Resultados consolidados

Entre cerca de 1.000 estudos de alta qualidade analisados, 961 apresentaram vínculos positivos entre envolvimento religioso e bem-estar psicológico, contra 101 com achados negativos.

Os dados examinados fazem parte do Manual de Religião e Saúde, publicado pela Oxford University Press em 2024, que compila pesquisas sobre depressão, ansiedade, suicídio, abuso de substâncias, estresse e satisfação com a vida.

Suicídio

Dos 76 estudos de alta qualidade sobre suicídio, 89% indicaram taxas menores entre pessoas com maior religiosidade.
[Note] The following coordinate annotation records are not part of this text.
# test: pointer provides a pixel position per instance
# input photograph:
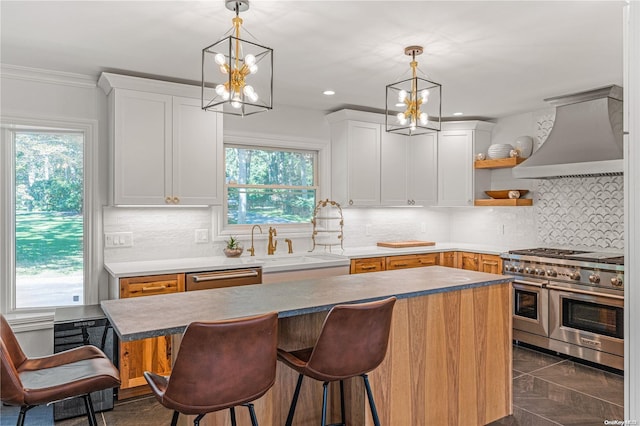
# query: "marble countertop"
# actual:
(142, 317)
(280, 263)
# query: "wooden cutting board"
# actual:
(404, 244)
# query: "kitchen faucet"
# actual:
(252, 250)
(271, 247)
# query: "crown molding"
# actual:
(39, 75)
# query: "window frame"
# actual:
(322, 149)
(91, 256)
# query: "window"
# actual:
(269, 185)
(47, 216)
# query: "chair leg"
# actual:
(325, 391)
(252, 414)
(23, 414)
(174, 419)
(91, 415)
(294, 401)
(372, 403)
(233, 416)
(342, 411)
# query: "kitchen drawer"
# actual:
(150, 285)
(412, 261)
(370, 264)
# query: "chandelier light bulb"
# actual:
(250, 60)
(220, 59)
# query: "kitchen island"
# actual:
(449, 356)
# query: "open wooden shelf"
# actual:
(504, 202)
(499, 163)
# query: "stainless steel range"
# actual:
(569, 301)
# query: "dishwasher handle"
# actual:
(225, 275)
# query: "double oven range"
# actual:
(569, 301)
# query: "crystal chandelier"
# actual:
(237, 75)
(413, 106)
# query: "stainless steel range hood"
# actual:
(586, 138)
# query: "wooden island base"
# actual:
(449, 363)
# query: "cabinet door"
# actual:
(422, 170)
(468, 261)
(455, 168)
(141, 150)
(153, 354)
(448, 258)
(393, 170)
(371, 264)
(363, 162)
(197, 153)
(490, 263)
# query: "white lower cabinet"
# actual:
(164, 149)
(458, 143)
(371, 167)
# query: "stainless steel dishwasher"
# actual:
(224, 278)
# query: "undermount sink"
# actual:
(306, 260)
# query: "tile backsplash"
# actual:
(587, 211)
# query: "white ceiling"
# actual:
(492, 58)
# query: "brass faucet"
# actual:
(252, 250)
(271, 247)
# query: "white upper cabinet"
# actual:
(458, 142)
(371, 167)
(164, 149)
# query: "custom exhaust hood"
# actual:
(585, 140)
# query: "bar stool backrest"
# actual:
(353, 340)
(223, 364)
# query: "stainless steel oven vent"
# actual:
(586, 138)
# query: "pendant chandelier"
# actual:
(413, 106)
(237, 75)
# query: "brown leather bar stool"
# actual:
(28, 382)
(353, 341)
(220, 365)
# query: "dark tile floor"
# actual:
(547, 390)
(550, 390)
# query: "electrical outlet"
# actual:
(118, 239)
(202, 236)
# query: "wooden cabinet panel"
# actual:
(448, 258)
(369, 264)
(153, 354)
(490, 263)
(469, 261)
(412, 261)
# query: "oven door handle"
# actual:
(589, 293)
(533, 283)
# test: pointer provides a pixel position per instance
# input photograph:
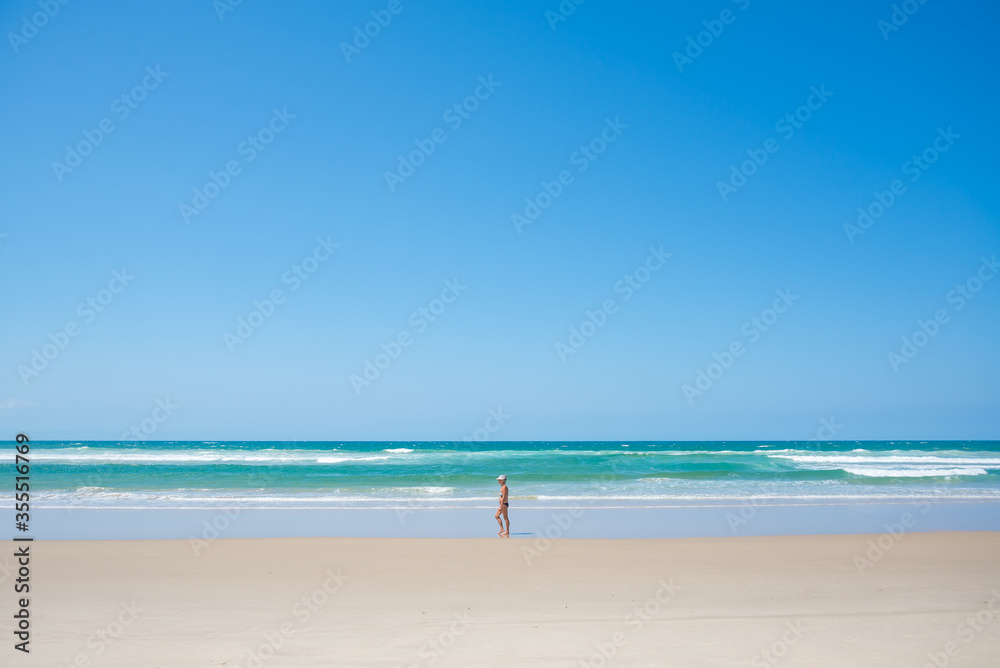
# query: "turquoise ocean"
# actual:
(428, 475)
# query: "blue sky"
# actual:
(279, 74)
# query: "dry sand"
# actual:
(473, 602)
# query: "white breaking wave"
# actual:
(888, 459)
(876, 472)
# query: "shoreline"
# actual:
(751, 518)
(800, 600)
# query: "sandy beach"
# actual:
(757, 601)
Pesquisadores estimam que a queda na frequência a cultos religiosos possa explicar até 40% do crescimento das taxas de suicídio nos Estados Unidos.

Um trabalho que acompanhou quase 110 mil profissionais de saúde mostrou que mulheres que frequentavam serviços religiosos semanalmente tiveram 75% menos risco de morte por suicídio em 16 anos; entre homens, a redução foi de 48% em 26 anos.

Depressão e ansiedade

Entre os 247 estudos sobre depressão, 74% apontaram desfechos mais favoráveis para participantes religiosos. Uma investigação longitudinal com quase 49 mil enfermeiras revelou que a frequência semanal à igreja diminuiu em 25% a probabilidade de desenvolver depressão ao longo de 16 anos.

Em relação à ansiedade, 69% dos 85 estudos analisados identificaram níveis mais baixos entre pessoas engajadas religiosamente.

Bem-estar emocional e estresse

Dos 251 estudos que mediram bem-estar positivo — satisfação, felicidade, esperança, autoestima e otimismo — 93% registraram associação direta com a prática religiosa. Já 86% dos 103 estudos sobre estresse verificaram respostas mais construtivas diante da adversidade entre fiéis.

Participação consistente faz diferença

O relatório identifica um efeito limiar: benefícios mais claros surgem em quem participa de cultos ou reuniões religiosas pelo menos uma vez por semana, independentemente de idade, etnia ou tradição de fé.

Sugestões aos profissionais

Os autores recomendam estreitar laços entre serviços de saúde e comunidades religiosas, capacitar congregações para prevenir suicídio e abuso de substâncias e reconhecer a prática religiosa como complemento voluntário ao tratamento profissional.

O estudo também defende a proteção da liberdade religiosa e do pluralismo, ressaltando que, apesar de existirem práticas espirituais potencialmente prejudiciais, a maioria das evidências aponta ganhos consistentes de saúde mental entre pessoas que cultivam sua fé de forma ativa.